La République démocratique du Congo, reste elle aussi à la une de l’actualité africaine dans la presse allemande, surtout après la dernière tentative de putsch à Kinshasa.

La deuxième depuis le début de l’année, note la Süddeutsche Zeitung qui se demande pendant combien de temps encore Joseph Kabila pourra se maintenir au pouvoir. Une question d’autant plus actuelle, estime le journal, que la prise momentanée de Bukavu par des rebelles fidèles au Rwanda a déchainé la colère des gens non seulement contre les forces de l’ONU mais aussi et surtout contre Joseph Kabila, accusé de ne pas avoir suffisamment défendu la ville.

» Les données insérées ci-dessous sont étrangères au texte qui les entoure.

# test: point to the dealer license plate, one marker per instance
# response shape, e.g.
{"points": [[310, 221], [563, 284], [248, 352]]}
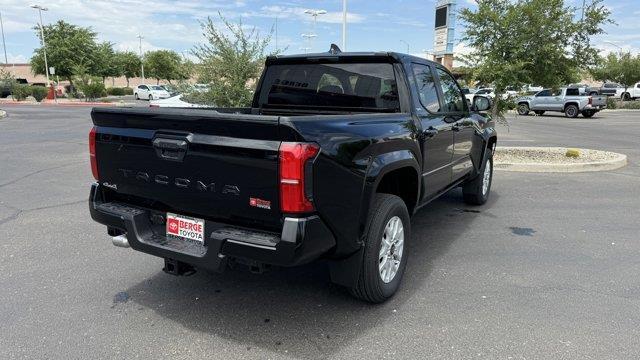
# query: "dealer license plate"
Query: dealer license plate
{"points": [[185, 227]]}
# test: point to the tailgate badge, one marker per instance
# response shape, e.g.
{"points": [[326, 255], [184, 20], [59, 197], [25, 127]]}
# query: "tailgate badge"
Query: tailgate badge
{"points": [[259, 203]]}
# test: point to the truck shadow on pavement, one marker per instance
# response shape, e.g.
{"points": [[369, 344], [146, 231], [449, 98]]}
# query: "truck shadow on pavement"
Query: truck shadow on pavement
{"points": [[297, 311]]}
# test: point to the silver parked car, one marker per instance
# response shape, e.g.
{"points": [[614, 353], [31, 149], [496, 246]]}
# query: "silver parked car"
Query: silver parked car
{"points": [[566, 100]]}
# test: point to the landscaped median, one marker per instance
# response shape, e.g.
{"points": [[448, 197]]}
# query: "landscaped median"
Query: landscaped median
{"points": [[556, 159]]}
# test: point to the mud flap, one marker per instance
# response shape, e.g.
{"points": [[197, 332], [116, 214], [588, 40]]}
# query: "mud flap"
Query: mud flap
{"points": [[346, 271]]}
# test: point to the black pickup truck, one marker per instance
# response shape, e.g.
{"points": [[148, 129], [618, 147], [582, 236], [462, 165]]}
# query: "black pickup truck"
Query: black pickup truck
{"points": [[335, 154]]}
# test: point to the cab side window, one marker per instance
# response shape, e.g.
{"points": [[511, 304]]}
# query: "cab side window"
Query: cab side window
{"points": [[426, 87], [453, 99]]}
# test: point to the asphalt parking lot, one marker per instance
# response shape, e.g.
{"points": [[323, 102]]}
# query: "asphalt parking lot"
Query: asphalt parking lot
{"points": [[548, 269]]}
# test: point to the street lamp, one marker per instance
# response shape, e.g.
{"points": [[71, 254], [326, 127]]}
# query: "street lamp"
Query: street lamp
{"points": [[308, 37], [344, 25], [140, 37], [427, 52], [44, 45], [315, 14], [402, 41], [4, 45]]}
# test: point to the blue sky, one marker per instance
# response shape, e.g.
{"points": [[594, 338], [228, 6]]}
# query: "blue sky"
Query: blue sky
{"points": [[373, 24]]}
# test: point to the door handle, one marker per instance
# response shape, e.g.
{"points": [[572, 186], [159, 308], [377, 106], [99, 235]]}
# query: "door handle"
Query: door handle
{"points": [[430, 132]]}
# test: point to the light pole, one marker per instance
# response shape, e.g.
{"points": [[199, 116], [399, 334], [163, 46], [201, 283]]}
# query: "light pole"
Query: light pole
{"points": [[140, 37], [44, 44], [344, 25], [308, 37], [315, 14], [408, 49], [4, 45]]}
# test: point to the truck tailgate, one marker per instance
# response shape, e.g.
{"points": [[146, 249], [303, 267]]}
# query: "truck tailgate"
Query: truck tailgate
{"points": [[192, 162]]}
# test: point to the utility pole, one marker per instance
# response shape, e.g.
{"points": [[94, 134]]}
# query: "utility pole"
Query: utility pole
{"points": [[315, 14], [140, 37], [408, 49], [308, 37], [4, 45], [44, 44], [344, 25]]}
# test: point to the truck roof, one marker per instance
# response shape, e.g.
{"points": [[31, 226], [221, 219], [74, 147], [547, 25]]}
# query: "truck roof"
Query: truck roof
{"points": [[349, 56]]}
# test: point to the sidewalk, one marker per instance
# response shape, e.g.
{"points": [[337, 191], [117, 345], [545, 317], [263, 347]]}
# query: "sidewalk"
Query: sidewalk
{"points": [[63, 102]]}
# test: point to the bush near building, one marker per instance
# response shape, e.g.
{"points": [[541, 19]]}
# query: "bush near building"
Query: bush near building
{"points": [[38, 92]]}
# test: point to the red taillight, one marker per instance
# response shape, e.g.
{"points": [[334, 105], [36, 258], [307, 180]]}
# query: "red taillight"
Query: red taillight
{"points": [[293, 159], [92, 152]]}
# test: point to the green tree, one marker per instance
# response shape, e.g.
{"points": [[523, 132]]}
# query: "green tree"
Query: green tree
{"points": [[622, 68], [516, 42], [129, 63], [67, 46], [231, 59], [163, 65]]}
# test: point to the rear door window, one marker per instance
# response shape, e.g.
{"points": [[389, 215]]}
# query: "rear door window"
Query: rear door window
{"points": [[426, 87], [453, 100]]}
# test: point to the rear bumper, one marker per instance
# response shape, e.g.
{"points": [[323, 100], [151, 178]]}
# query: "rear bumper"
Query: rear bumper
{"points": [[302, 240]]}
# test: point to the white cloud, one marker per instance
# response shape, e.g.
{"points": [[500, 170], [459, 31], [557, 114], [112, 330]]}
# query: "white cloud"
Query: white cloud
{"points": [[331, 17]]}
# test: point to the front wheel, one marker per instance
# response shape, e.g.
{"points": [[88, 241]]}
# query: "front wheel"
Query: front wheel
{"points": [[476, 191], [571, 111], [385, 255], [523, 109], [588, 113]]}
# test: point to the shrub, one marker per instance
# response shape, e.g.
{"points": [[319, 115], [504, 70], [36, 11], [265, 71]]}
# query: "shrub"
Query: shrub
{"points": [[20, 91], [93, 89], [115, 91], [39, 92]]}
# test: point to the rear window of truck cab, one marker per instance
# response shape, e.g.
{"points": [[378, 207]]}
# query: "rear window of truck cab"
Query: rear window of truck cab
{"points": [[369, 86]]}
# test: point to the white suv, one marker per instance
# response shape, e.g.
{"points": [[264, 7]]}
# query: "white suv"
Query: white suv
{"points": [[150, 92]]}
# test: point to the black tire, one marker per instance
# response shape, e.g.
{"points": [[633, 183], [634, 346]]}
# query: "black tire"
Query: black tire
{"points": [[523, 109], [370, 286], [474, 192], [588, 113], [571, 111]]}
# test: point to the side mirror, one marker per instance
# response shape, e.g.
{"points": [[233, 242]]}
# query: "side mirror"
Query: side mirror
{"points": [[481, 103]]}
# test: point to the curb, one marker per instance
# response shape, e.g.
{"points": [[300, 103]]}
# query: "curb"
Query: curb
{"points": [[607, 165]]}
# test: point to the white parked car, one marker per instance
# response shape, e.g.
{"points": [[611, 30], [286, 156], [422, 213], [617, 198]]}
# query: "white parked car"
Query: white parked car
{"points": [[175, 101], [150, 92]]}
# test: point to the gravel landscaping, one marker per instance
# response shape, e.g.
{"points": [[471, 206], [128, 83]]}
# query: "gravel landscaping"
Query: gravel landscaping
{"points": [[556, 159], [550, 156]]}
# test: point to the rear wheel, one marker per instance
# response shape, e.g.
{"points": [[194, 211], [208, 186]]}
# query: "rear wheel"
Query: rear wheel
{"points": [[385, 255], [571, 111], [523, 109], [476, 191]]}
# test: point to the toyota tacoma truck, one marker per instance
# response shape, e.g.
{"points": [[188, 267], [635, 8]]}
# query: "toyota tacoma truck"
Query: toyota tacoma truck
{"points": [[566, 100], [334, 156]]}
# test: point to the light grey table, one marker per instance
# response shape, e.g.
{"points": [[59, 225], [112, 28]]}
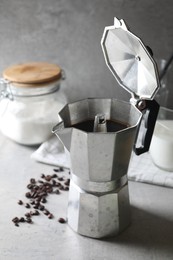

Des slogans jusqu’à présent impensables ont été scandés contre lui dans les manifestations de Kinshasa, relève le journal. "Nous ne savons pas qui est ton père" ont crié les étudiants, "Nous ne savons pas qui est ta mère, tu pourrais être rwandais". La question de l’origine, souligne notre confrère et l’accusation de collaboration avec l’ennemi rwandais pourrait bientôt sceller l’avenir de Kabila. Le Rwanda justement est pointé du doigt par l’hebdomadaire Der Spiegel, pour qui il ne fait aucun doute que les rebelles qui ont pris Bukavu l’ont fait avec l’appui de Kigali. Très virulent le Spiegel dénonce la dictature tutsie au Rwanda qui exploite la mauvaise conscience de la communauté internationale, il y a dix ans elle n’a rien fait pour empêcher le génocide. Mais aujourd’hui elle finance la caste des guerriers de Paul Kagame sans vérifier si elle est prête à appliquer un minimum de principes démocratiques. L’aide européenne au Rwanda est absurde, souligne le Spiegel. Alors qu’un autocrate comme Robert Mugabe est publiquement cloué au pilori parce que les victimes de sa politique d’expropriation sont des blancs, la troupe tutsie de Kagame peut tyranniser sans encombres une bonne partie de l’Afrique centrale. La Tageszeitung parle d’un "putsch d’opérette" à Kinshasa, mais comme la rébellion à Bukavu elle vise à déstabiliser le processus de paix. En fait, écrit le journal, il y va, dans l’est du Congo comme à Kinshasa, de l’avenir des structures de pouvoir économiques informelles qui sont nées pendant la guerre et qui seraient compromises par une réussite du processus de paix. Le fait que ces questions soient maintenant à l’ordre du jour signifie que l’épreuve de force décisive au Congo est encore à venir.